I did a bit of troubleshooting today for a customer who was experiencing very slow logon times to VMware View desktops running Windows XP. I suspect the problem is a fairly common one so I thought I might share my troubleshooting methodology and the solution that got the login time back to normal. Following a rigid methodology may be overkill for many troubleshooting situations. If you strongly suspect a root cause to a problem, check the solution before digging in to analytic troubleshooting. A little bit of Googling may eventually get you to an answer for a particular problem, but having a firm troubleshooting process will help in all situations.
I’m going to lay out my troubleshooting methodology for you, with some VMware View specific examples. If you’re not interested in the lesson, scroll to the bottom for the probable causes and solution to my particular issue. If you want to learn a bit about a tried and true methodology for problem solving, read on!

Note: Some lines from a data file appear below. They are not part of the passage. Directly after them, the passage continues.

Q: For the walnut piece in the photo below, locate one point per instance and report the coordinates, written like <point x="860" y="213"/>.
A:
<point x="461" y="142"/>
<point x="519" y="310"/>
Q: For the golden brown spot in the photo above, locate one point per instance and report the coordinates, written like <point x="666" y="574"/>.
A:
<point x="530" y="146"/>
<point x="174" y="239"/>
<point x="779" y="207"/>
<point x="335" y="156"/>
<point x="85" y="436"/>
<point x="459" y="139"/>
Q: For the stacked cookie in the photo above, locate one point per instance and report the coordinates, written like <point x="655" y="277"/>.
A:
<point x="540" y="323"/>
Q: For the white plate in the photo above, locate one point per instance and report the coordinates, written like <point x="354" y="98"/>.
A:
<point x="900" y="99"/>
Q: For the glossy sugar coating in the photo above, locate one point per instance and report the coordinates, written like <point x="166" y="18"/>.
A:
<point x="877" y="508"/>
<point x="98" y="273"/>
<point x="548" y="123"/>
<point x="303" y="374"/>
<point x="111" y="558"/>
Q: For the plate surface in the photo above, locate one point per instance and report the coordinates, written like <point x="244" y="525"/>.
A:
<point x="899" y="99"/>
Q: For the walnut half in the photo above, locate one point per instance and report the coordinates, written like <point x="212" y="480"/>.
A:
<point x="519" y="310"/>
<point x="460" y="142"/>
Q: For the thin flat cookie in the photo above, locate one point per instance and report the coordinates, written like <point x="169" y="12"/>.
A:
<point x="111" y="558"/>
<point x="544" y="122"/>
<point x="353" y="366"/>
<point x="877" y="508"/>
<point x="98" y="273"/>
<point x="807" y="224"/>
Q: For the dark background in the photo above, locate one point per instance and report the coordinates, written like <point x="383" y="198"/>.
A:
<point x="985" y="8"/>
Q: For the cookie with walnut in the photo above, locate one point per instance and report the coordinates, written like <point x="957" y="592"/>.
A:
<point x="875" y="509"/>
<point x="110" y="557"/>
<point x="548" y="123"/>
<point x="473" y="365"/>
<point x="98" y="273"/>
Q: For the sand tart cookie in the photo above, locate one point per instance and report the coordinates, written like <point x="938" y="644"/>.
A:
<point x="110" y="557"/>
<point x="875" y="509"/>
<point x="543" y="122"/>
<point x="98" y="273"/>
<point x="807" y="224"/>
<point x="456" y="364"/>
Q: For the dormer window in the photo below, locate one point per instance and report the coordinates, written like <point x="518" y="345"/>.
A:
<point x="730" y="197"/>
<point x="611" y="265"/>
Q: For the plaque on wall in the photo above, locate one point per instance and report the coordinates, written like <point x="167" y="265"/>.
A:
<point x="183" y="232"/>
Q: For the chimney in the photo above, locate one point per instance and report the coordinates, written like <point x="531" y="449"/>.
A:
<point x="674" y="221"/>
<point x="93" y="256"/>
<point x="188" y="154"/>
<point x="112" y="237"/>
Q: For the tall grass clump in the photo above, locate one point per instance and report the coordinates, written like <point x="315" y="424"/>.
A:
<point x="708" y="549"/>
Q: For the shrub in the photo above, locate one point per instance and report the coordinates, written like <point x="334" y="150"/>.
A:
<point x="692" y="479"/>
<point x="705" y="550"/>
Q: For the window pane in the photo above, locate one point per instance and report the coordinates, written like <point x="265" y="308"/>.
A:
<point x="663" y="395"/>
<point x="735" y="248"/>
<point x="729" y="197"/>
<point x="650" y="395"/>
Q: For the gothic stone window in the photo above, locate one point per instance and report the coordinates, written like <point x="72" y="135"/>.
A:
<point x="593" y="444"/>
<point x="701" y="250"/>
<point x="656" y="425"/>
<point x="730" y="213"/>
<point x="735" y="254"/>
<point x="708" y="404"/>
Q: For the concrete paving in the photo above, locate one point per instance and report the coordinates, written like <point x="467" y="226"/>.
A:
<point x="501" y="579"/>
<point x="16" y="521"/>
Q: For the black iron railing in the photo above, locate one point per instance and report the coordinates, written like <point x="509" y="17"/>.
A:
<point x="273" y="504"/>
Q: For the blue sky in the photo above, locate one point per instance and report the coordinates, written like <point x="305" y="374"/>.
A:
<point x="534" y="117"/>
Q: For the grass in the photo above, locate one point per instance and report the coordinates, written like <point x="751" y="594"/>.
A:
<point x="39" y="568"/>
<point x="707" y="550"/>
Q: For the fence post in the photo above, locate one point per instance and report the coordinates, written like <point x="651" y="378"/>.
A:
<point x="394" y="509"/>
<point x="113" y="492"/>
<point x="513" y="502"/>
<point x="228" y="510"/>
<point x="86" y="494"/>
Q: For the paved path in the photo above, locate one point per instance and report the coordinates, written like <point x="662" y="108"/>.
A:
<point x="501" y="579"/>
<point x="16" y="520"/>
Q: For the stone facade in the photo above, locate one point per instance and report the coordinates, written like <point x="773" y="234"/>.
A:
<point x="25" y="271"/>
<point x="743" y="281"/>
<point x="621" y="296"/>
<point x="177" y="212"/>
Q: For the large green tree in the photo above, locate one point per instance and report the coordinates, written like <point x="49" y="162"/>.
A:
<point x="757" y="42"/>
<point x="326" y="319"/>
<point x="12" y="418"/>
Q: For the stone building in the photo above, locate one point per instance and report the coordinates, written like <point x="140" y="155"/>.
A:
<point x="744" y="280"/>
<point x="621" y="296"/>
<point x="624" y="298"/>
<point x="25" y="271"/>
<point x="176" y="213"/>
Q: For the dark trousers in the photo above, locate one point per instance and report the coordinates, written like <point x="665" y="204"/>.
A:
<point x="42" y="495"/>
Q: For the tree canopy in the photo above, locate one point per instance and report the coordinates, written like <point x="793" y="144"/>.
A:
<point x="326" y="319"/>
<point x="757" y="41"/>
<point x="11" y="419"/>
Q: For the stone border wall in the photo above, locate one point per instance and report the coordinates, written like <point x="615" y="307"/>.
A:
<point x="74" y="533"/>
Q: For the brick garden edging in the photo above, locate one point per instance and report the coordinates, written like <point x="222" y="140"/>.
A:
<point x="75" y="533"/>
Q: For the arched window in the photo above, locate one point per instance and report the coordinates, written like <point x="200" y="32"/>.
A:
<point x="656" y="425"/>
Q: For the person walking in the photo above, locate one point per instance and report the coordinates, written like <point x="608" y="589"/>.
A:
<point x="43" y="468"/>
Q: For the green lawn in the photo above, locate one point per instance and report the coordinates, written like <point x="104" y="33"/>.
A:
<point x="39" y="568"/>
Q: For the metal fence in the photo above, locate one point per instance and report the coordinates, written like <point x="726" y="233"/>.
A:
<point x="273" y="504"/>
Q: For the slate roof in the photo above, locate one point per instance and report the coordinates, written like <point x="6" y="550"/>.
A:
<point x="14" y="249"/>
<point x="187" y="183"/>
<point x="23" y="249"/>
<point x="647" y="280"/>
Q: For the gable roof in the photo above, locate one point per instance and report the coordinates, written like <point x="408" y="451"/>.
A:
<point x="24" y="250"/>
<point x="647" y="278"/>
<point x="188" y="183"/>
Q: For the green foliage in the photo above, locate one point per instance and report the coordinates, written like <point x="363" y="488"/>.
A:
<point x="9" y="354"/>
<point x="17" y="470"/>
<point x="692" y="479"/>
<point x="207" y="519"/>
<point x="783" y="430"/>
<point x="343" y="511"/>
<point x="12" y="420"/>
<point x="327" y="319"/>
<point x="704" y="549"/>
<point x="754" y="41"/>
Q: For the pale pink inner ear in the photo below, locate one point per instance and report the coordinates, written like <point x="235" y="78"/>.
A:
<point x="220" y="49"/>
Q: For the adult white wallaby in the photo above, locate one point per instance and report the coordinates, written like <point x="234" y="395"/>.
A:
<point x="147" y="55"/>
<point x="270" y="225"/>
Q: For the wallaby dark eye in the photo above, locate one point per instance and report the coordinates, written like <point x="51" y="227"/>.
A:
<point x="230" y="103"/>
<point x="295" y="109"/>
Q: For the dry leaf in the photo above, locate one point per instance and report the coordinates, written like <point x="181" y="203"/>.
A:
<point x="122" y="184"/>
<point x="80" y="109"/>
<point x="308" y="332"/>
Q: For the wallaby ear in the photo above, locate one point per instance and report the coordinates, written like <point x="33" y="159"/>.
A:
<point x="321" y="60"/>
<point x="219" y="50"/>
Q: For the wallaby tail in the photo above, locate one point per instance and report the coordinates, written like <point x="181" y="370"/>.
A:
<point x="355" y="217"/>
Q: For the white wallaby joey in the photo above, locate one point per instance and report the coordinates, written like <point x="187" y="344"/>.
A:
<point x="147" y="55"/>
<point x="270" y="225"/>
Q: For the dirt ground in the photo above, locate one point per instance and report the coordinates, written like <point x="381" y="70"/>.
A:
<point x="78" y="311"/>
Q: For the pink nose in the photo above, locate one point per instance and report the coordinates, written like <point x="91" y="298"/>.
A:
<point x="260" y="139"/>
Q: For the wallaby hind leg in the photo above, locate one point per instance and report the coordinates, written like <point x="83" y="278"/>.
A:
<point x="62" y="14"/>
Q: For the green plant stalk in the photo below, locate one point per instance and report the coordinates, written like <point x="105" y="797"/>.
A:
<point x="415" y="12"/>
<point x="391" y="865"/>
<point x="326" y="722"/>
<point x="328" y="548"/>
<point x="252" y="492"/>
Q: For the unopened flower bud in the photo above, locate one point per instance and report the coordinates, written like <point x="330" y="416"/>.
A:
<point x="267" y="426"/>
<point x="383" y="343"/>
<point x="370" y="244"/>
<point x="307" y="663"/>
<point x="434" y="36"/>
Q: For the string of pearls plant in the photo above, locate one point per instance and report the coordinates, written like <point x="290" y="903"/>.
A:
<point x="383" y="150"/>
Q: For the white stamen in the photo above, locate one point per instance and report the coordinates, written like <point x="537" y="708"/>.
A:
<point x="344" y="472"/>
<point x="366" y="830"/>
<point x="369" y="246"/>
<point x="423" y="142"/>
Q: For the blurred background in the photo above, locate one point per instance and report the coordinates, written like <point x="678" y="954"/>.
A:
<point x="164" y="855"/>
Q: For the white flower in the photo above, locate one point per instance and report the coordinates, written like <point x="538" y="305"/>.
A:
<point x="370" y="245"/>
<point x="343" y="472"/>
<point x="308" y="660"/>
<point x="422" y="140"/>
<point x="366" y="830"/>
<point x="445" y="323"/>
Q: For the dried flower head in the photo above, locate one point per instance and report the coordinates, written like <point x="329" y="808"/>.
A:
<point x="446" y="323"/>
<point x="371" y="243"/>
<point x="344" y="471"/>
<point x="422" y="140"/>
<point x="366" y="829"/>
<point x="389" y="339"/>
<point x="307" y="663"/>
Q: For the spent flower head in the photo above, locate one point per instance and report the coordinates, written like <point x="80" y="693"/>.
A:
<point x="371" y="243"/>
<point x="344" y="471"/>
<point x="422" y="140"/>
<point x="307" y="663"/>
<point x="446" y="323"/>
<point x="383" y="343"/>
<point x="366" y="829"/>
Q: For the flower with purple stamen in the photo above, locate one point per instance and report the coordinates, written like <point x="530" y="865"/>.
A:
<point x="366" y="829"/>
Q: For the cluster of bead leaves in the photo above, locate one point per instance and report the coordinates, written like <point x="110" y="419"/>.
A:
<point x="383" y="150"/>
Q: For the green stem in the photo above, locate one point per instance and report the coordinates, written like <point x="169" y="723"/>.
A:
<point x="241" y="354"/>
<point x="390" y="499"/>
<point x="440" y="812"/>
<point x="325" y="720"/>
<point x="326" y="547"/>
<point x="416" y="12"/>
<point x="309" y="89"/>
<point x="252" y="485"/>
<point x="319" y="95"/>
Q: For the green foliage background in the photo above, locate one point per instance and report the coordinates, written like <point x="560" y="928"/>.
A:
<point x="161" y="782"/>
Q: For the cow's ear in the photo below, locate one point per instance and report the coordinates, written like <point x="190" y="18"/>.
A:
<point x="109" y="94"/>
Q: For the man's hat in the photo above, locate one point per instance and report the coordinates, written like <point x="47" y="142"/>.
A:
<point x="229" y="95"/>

My troubleshooting approach is borrowed from the Kepner-Tregoe process for Analytic Trouble Shooting as written about in their book The New Rational Manager. The Keppner-Tregoe methodology dates back to the 1950’s and has been used worldwide by corporate, government and other institutions to solve problems and make sound decisions. The Keppner-Tregoe Analytic Trouble Shooting method was used by NASA to help land Apollo 13, and has been identified by ITIL/ITSM as a recommended problem solving technique.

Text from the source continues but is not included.